L’alimentation peut également être un traitement en soi, qu’il s’agisse de traiter une intolérance au gluten ou au lait de vache, ou encore, par un régime approprié, certaines formes d’épilepsies sévères pharmaco-résistantes. « Ce régime, oublié depuis presque cent ans, est aujourd’hui proposé par certains services de neurologie français », explique Iris Hafner, mère de Nolan, un petit garçon de cinq ans atteint du syndrome Doose (épilepsie avec crises myoclono-astatiques, forme rare d’épilepsie) actuellement traité par alimentation cétogène. « Lorsque le neurologue de l’hôpital Bicêtre nous l’a proposé, nous n’avons pas hésité un instant, malgré les contraintes importantes qu’il engendre à la fois en termes de privation pour l’enfant, de préparation des repas pour les parents (il faut tout calculer au gramme près) et d’organisation de vie. » Ce régime repose sur une réduction drastique des apports en sucre, l’augmentation importante des apports en graisses et un calcul des protéines au plus juste pour couvrir les besoins de l’enfant pour sa croissance.

L’efficacité du traitement, car il s’agit bien d’un traitement alimentaire, peut varier selon la forme d’épilepsie. Les syndromes de Dravet, EEPOCS (encéphalopathie épileptique avec pointe-ondes continues du sommeil), Lennox-Gastaut et Doose semblent répondre le mieux à ce régime. De fait, Nolan ne fait plus de crises depuis qu’il suit ce traitement. Un livre de recettes, Petits plaisirs cétogènes (5), permet de faciliter la réalisation des repas et fait en sorte que le temps du repas reste un temps de plaisir partagé pour tous.

PATIENTS DÉROUTÉS

La question de ce qui est bon ou moins bon pour la santé revient régulièrement dans le quotidien des soignants. « Au-delà des conseils élémentaires relevant des connaissances de base, nous sommes parfois interpellés sur le fait que certains aliments, comme le lait et les produits laitiers, la viande, voire le vin, sont tantôt pourvoyeurs de risques pour la santé (risque cardiovasculaire, cancer des voies aéro-digestives et du sein…), tantôt bénéfiques (apports en calcium, équilibre protéino-énergétique, etc.), voire utiles à la prévention de certaines maladies (ostéoporose, par exemple), remarque Nathalie Kornfein, infirmière libérale à Lyon (Rhône). Ce n’est pas toujours facile de répondre aux patients déroutés par cette réalité contradictoire qui transforme souvent le plaisir de manger en casse-tête. » Une réalité face à laquelle les spécialistes recommandent d’avoir une approche globale et transparente, ce qui suppose une bonne connaissance du sujet pour informer patients, famille et entourage objectivement, sans dramatiser mais sans banaliser non plus. Par exemple, à propos du vin, un verre par jour est associé à un risque faible mais suffisamment significatif pour la santé. Dès lors, chacun peut décider de manière éclairée de consommer ou non de l’alcool ou tout autre aliment présentant à la fois des facteurs de risque et de protection pour la santé.

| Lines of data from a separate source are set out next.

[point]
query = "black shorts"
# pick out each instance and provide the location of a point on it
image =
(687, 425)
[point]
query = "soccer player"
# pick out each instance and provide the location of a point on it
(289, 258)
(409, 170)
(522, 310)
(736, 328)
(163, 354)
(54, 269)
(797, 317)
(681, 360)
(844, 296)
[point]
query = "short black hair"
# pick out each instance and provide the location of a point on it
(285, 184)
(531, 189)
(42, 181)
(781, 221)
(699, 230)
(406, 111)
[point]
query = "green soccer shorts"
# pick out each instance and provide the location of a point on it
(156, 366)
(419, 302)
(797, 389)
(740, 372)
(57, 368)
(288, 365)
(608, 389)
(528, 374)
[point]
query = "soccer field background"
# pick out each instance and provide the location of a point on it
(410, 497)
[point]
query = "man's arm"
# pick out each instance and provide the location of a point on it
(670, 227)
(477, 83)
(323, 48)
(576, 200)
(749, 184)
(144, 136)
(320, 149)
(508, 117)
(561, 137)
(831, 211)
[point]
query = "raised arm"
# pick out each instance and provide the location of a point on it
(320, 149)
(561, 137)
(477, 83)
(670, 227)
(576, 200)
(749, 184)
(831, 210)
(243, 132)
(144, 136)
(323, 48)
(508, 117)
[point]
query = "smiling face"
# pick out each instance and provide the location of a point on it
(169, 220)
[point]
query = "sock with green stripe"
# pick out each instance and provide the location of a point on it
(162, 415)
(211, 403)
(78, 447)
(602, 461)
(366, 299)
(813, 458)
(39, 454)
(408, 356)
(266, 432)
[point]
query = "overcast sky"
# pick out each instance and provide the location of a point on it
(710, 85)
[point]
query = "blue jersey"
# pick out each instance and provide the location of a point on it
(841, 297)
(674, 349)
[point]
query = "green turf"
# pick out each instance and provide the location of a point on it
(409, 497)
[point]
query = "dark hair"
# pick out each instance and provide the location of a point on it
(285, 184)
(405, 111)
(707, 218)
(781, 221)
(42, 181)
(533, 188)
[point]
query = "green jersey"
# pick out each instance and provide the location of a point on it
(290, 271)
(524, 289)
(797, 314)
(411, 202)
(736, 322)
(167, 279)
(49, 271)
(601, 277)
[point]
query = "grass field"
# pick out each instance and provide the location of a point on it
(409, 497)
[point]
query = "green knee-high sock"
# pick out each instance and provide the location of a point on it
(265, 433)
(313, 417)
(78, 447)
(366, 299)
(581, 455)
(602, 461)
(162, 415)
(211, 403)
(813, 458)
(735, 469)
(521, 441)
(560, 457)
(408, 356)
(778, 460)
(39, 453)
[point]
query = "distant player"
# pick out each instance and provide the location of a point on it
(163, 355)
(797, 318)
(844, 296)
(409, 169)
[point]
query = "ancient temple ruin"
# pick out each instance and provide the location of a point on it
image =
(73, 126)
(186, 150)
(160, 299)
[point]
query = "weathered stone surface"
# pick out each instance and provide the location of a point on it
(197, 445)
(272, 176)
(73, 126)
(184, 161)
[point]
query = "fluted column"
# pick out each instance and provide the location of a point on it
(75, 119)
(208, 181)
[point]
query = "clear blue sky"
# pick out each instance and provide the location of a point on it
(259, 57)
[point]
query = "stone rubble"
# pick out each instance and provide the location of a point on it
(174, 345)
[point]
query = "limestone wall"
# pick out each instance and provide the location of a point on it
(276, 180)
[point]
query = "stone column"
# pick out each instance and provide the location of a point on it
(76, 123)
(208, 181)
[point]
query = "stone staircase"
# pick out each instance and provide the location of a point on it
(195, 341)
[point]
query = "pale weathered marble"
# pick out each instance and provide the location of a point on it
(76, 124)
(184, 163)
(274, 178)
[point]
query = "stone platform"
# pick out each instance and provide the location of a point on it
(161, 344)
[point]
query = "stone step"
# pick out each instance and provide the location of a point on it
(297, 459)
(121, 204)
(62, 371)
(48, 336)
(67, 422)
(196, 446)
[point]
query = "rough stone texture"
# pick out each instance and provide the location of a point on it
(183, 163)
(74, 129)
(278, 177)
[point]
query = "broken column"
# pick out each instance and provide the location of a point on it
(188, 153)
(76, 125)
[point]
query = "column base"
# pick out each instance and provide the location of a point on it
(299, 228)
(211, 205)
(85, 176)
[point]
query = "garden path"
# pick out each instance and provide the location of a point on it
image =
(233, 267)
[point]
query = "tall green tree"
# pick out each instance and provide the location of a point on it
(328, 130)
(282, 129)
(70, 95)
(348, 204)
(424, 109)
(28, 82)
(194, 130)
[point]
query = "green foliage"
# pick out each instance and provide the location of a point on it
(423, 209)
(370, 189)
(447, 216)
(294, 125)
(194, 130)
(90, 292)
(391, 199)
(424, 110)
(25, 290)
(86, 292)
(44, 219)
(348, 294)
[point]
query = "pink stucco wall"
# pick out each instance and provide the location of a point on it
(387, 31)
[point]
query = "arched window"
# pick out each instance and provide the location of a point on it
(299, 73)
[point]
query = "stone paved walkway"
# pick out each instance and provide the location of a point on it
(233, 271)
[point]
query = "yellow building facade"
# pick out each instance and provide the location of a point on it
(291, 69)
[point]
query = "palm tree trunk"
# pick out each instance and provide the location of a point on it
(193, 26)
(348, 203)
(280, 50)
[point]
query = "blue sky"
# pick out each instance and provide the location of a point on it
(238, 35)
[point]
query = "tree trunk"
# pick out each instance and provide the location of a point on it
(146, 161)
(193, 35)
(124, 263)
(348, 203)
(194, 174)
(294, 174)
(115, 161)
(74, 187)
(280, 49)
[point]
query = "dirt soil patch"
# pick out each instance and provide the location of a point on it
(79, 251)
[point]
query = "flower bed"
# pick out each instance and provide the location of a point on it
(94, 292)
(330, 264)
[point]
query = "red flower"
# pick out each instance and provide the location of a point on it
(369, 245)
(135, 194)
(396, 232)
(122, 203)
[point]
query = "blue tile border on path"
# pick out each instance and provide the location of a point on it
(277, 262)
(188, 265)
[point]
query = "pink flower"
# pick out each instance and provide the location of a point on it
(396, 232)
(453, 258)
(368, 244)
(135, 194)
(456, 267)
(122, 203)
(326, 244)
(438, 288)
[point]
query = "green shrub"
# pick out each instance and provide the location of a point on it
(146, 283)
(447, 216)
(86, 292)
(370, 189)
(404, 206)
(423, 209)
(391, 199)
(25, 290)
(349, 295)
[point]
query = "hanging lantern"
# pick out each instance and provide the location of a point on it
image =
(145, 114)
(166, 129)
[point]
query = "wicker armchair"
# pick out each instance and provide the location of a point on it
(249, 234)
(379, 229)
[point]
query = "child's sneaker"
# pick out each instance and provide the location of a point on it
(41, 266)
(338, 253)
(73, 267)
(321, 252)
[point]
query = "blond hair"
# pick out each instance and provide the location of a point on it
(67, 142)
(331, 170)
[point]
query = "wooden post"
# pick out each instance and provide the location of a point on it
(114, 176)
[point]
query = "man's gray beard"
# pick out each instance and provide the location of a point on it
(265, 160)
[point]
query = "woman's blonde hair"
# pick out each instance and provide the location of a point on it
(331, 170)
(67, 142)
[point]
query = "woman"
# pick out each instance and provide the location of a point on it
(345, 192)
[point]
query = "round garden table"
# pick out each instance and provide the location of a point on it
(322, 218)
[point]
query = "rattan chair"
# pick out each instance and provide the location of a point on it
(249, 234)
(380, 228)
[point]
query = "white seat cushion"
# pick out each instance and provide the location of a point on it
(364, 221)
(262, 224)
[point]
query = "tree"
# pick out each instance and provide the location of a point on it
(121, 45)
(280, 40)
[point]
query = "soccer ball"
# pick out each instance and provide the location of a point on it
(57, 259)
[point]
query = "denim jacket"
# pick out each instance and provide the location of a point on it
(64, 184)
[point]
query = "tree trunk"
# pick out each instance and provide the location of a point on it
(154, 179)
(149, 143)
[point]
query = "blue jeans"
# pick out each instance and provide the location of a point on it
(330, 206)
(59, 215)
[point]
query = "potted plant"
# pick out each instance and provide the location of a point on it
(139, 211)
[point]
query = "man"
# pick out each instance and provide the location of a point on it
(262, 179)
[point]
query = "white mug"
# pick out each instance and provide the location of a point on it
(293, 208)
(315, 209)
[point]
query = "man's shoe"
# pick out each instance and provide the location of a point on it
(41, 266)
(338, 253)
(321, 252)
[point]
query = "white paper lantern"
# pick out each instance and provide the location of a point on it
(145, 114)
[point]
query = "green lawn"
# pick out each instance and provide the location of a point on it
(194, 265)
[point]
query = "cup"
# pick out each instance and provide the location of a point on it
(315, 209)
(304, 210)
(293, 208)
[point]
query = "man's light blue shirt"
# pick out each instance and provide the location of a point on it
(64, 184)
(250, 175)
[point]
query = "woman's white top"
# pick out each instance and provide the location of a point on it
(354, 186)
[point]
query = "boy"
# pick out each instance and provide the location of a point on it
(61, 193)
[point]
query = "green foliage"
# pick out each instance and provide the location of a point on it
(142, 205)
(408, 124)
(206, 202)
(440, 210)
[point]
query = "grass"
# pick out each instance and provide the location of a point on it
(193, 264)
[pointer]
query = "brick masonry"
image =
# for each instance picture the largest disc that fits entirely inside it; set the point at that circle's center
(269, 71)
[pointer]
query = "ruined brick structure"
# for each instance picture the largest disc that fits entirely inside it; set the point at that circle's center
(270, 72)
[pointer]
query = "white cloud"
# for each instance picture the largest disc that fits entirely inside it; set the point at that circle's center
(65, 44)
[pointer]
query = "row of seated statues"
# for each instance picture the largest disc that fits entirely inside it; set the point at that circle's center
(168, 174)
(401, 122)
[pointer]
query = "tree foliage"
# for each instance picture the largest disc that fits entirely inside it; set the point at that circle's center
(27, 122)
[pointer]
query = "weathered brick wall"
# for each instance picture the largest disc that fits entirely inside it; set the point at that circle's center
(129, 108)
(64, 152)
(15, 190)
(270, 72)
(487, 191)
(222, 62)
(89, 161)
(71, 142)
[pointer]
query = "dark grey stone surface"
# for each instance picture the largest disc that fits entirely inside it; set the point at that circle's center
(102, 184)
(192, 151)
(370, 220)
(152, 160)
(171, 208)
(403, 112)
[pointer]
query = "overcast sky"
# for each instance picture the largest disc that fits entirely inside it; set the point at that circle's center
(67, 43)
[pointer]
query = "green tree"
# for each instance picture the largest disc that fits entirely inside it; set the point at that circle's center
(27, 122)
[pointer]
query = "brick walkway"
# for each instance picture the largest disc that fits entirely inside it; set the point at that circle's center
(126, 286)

Pour Nathalie Kornfein, « le discours doit être adapté au cas par cas, selon qu’il s’agit de prévention primaire [visant à éviter ou à réduire le nombre et la gravité des maladies] ou de conseil aux patients à différents stades d’une maladie ». Dans le premier cas, il est essentiel de rappeler que l’équilibre alimentaire ne se fait pas lors d’un seul repas, que l’alimentation peut concilier plaisir et santé, qu’elle ne doit pas se transformer en obsession, qu’il est possible de réduire le risque des maladies en privilégiant une alimentation équilibrée et que les régimes restrictifs sont souvent plus délétères qu’ils ne sont efficaces.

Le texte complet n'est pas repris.